The Shift from Skeptic to Builder
Brett Williams, a veteran visual designer, long held a skeptical view of AI, fearing it would devalue the craft of design. However, after observing the industry's shift, he decided to experiment with building his own product, Gather, a Mac app for collecting design inspiration. His journey highlights a critical realization: AI tools, when wielded by someone with strong design judgment, do not replace the designer but rather act as an extension of their intent.
Rethinking the Role of Figma
Contrary to his initial assumption that he would need to design everything in Figma first, Brett found that he spent 80% of his time in the final 20% of the build process. He used Figma primarily for specific tasks—such as extracting CSS from Dev Mode for complex button styles or experimenting with high-fidelity aesthetics—but the majority of the app's structure and functionality was built directly through iterative prompting in Claude. He discovered that his ability to describe design language (strokes, opacity, spacing) was sufficient to guide the AI, often bypassing the need for a full Figma prototype.

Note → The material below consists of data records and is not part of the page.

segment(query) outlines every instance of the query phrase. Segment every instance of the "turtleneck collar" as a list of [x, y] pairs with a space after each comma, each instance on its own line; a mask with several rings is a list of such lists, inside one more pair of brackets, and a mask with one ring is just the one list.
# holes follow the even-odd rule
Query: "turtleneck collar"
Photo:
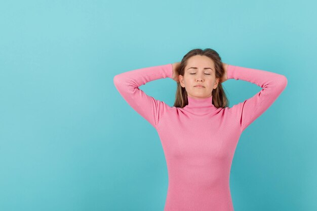
[[212, 96], [206, 98], [196, 99], [187, 96], [188, 104], [183, 108], [195, 113], [207, 113], [217, 109], [212, 104]]

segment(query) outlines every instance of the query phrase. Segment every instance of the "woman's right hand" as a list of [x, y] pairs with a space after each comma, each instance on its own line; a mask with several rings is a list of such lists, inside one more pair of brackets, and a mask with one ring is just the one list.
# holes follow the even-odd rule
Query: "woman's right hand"
[[179, 66], [180, 65], [180, 62], [175, 62], [174, 63], [172, 64], [173, 66], [173, 76], [172, 78], [174, 80], [176, 81], [176, 82], [179, 82], [179, 79], [178, 78], [178, 76], [179, 74], [178, 74], [178, 69], [179, 68]]

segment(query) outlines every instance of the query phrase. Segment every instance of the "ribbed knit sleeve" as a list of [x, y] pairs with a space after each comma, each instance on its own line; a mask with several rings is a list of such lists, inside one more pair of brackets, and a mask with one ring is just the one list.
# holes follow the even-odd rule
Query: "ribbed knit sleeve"
[[156, 128], [166, 104], [146, 94], [139, 87], [152, 80], [173, 76], [172, 64], [145, 67], [115, 75], [113, 83], [127, 102]]
[[272, 105], [287, 85], [287, 79], [283, 75], [231, 65], [227, 67], [227, 77], [249, 81], [263, 88], [229, 109], [240, 120], [241, 132]]

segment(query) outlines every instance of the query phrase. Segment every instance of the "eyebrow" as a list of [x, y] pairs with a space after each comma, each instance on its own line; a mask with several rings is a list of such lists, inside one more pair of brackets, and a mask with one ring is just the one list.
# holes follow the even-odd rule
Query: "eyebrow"
[[[193, 69], [198, 69], [197, 67], [189, 67], [188, 69], [187, 69], [187, 70], [189, 70], [189, 69], [190, 69], [190, 68], [193, 68]], [[204, 70], [205, 70], [205, 69], [210, 69], [211, 70], [213, 70], [213, 69], [212, 69], [212, 68], [211, 68], [210, 67], [205, 67], [205, 68], [204, 68]]]

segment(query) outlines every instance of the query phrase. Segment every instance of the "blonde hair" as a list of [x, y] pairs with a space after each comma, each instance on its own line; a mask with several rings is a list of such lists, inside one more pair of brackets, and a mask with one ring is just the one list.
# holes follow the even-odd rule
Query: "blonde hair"
[[[215, 64], [216, 78], [221, 78], [224, 73], [224, 70], [222, 66], [222, 62], [219, 54], [215, 50], [207, 48], [203, 50], [201, 49], [195, 49], [191, 50], [186, 54], [183, 57], [177, 71], [179, 75], [184, 76], [185, 67], [186, 67], [187, 60], [190, 57], [195, 56], [206, 56], [211, 59]], [[227, 99], [226, 94], [222, 88], [222, 85], [218, 82], [217, 88], [213, 89], [212, 92], [212, 104], [216, 107], [225, 108], [228, 107], [229, 101]], [[180, 83], [177, 83], [176, 93], [175, 94], [175, 101], [174, 106], [183, 108], [188, 105], [187, 93], [185, 88], [182, 87]]]

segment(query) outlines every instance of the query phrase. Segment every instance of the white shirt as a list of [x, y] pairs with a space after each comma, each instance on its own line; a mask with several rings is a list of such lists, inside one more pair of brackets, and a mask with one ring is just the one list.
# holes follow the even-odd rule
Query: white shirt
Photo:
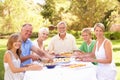
[[48, 45], [48, 50], [50, 52], [54, 51], [56, 54], [60, 54], [61, 52], [72, 52], [76, 49], [77, 47], [75, 37], [68, 33], [64, 39], [61, 39], [59, 34], [55, 35]]

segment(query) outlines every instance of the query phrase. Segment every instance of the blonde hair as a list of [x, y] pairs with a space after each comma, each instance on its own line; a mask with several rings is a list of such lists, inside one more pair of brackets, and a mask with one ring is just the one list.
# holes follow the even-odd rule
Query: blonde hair
[[42, 27], [39, 29], [39, 33], [43, 33], [44, 31], [47, 31], [49, 33], [49, 29], [46, 27]]
[[105, 26], [104, 26], [104, 24], [102, 24], [102, 23], [96, 23], [96, 24], [94, 25], [94, 30], [96, 29], [96, 27], [99, 27], [99, 28], [101, 28], [103, 31], [105, 31]]
[[[8, 50], [12, 49], [13, 43], [16, 42], [19, 38], [20, 38], [20, 33], [11, 34], [7, 42], [7, 49]], [[21, 49], [20, 48], [17, 49], [16, 53], [20, 57]]]
[[90, 28], [84, 28], [81, 33], [84, 33], [84, 32], [88, 33], [89, 35], [92, 35], [92, 31]]
[[59, 22], [59, 23], [57, 24], [57, 27], [59, 27], [59, 25], [61, 25], [61, 24], [64, 24], [65, 27], [67, 27], [67, 24], [66, 24], [64, 21]]

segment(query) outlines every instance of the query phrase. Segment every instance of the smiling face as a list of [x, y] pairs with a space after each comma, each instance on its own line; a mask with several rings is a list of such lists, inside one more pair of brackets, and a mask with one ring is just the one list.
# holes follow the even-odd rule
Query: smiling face
[[17, 39], [17, 41], [15, 41], [14, 43], [13, 43], [13, 47], [15, 48], [15, 49], [19, 49], [20, 47], [21, 47], [21, 38], [18, 38]]
[[91, 35], [89, 35], [87, 32], [83, 32], [81, 36], [85, 42], [88, 42], [91, 39]]
[[58, 33], [59, 33], [60, 35], [66, 34], [67, 28], [66, 28], [66, 24], [65, 24], [65, 23], [60, 23], [60, 24], [57, 26], [57, 29], [58, 29]]
[[95, 36], [97, 37], [97, 39], [104, 36], [104, 31], [100, 27], [96, 27], [94, 32], [95, 32]]
[[31, 24], [26, 24], [22, 27], [21, 29], [21, 37], [23, 41], [26, 41], [31, 35], [32, 35], [32, 25]]
[[20, 49], [21, 47], [21, 37], [19, 34], [12, 34], [8, 39], [7, 48], [10, 49]]
[[48, 28], [41, 28], [38, 34], [38, 38], [44, 41], [48, 38], [48, 35], [49, 35]]
[[82, 30], [81, 36], [85, 42], [89, 43], [92, 39], [91, 30], [89, 28], [84, 28]]

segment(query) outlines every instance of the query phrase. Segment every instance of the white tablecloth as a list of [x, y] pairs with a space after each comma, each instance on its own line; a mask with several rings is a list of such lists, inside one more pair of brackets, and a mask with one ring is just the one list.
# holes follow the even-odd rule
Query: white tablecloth
[[77, 68], [56, 66], [53, 69], [44, 67], [40, 71], [27, 71], [24, 80], [97, 80], [95, 67], [91, 63], [85, 64]]

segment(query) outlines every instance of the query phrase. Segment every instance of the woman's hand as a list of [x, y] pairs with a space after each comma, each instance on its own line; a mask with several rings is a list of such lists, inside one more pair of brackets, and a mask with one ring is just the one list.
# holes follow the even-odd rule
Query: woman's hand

Maintaining Control Through Iteration
Brett emphasizes that the "loss of control" often cited by critics is a misconception. He found that by breaking the build into granular phases—starting with the backend, then the frontend, then individual UI elements—he could maintain precise control over the outcome. He avoids "one-shot" prompts, preferring to drill into specific components one by one. This iterative approach allowed him to handle complex features like dark mode, multi-select, and free-flow canvases, which he notes are significantly more difficult to implement than they appear from the outside.
The Reality of Shipping
Brett spent roughly 100-150 hours building Gather, a stark contrast to the "build it in an hour" hype often seen on social media. He stresses that the true challenge of building a product isn't just the initial code generation, but navigating the edge cases, state management, and the technical debt that accumulates as features are added. His experience underscores that while AI lowers the barrier to entry, the "last mile" of polish and reliability still requires significant effort and a clear product vision.
Key Takeaways
- Designers have a superpower: Your ability to describe visual intent (opacity, hierarchy, spacing) is a technical skill that AI models can interpret effectively.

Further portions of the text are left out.